Overview
The WebSocket API enables real-time voice interviews with live transcription, using Socket.IO for bidirectional communication between client and server.
WebSocket connections use the Socket.IO protocol. Install socket.io-client in your frontend.
Connection Setup
Installation
npm install socket.io-client
Basic Connection
import io from 'socket.io-client' ;
const socket = io ( 'http://localhost:5000' , {
transports: [ 'websocket' ],
reconnection: true
});
socket . on ( 'connect' , () => {
console . log ( 'Connected to server:' , socket . id );
});
socket . on ( 'disconnect' , () => {
console . log ( 'Disconnected from server' );
});
Events Reference
Client → Server Events
start_interview
Initialize a live interview session with adaptive question generation.

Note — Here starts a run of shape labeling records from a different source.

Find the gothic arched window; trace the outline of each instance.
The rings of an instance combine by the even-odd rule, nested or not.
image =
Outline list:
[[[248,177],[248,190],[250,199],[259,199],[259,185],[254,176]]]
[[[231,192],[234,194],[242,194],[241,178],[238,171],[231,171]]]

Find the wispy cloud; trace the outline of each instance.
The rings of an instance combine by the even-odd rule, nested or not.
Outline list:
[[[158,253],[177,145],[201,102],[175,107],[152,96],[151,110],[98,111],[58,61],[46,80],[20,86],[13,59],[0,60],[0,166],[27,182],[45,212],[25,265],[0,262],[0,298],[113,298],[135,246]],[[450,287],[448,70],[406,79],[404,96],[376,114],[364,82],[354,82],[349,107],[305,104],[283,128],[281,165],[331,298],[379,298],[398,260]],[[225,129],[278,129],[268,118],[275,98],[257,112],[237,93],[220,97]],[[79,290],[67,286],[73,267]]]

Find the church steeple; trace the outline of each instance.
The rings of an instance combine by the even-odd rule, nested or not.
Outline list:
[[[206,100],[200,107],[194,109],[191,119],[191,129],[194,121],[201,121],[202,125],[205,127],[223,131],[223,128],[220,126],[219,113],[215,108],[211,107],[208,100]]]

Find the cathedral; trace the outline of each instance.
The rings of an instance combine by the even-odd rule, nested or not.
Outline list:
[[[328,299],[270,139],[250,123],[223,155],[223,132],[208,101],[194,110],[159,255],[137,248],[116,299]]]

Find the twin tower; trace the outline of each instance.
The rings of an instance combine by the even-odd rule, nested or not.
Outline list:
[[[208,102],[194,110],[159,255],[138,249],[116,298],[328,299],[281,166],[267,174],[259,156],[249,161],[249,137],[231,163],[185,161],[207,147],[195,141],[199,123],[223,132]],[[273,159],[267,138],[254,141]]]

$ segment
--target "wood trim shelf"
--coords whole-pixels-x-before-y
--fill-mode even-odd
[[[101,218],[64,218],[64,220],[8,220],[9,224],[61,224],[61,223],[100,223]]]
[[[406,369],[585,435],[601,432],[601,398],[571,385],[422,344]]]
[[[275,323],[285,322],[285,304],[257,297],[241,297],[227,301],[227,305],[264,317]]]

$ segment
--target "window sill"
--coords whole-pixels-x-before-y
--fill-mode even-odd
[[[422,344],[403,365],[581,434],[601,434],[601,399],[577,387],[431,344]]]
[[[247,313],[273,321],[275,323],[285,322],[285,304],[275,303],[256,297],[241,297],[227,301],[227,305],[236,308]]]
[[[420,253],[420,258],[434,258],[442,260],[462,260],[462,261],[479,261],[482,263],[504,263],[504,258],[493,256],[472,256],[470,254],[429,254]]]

socket . emit ( 'start_interview' , {
user_id: 123 ,
stress_test: false // Set true for curveball questions
});
Parameters:
Field Type Required Description user_idinteger Yes Authenticated user ID stress_testboolean No Enable curveball/stress mode (default: false)
Response Events:
agent_next_question - First interview question
backend_ready - Server ready to receive audio
interviewer_done
Signal that interviewer has finished speaking and user’s turn begins.
socket . emit ( 'interviewer_done' , {
user_id: 123
});
Response Events:
user_turn_started - User can now speak
Starts silence detection timer
audio_chunk
Stream audio data in real-time for transcription and analysis.
// Send audio chunk (1-second intervals recommended)
socket . emit ( 'audio_chunk' , {
user_id: 123 ,
audio_data: base64AudioData , // Base64-encoded PCM
sample_rate: 16000
});
Parameters:
Field Type Required Description user_idinteger Yes User ID audio_datastring Yes Base64-encoded audio (16-bit PCM) sample_rateinteger Yes Sample rate (16000 Hz recommended)
Audio Format:
Encoding : 16-bit PCM
Sample Rate : 16kHz
Channels : Mono (1 channel)
Chunk Duration : 1 second (16000 samples)
Response Events:
live_transcript - Real-time partial transcription
Voice activity updates metrics
stop_interview
End the interview session and receive final analysis.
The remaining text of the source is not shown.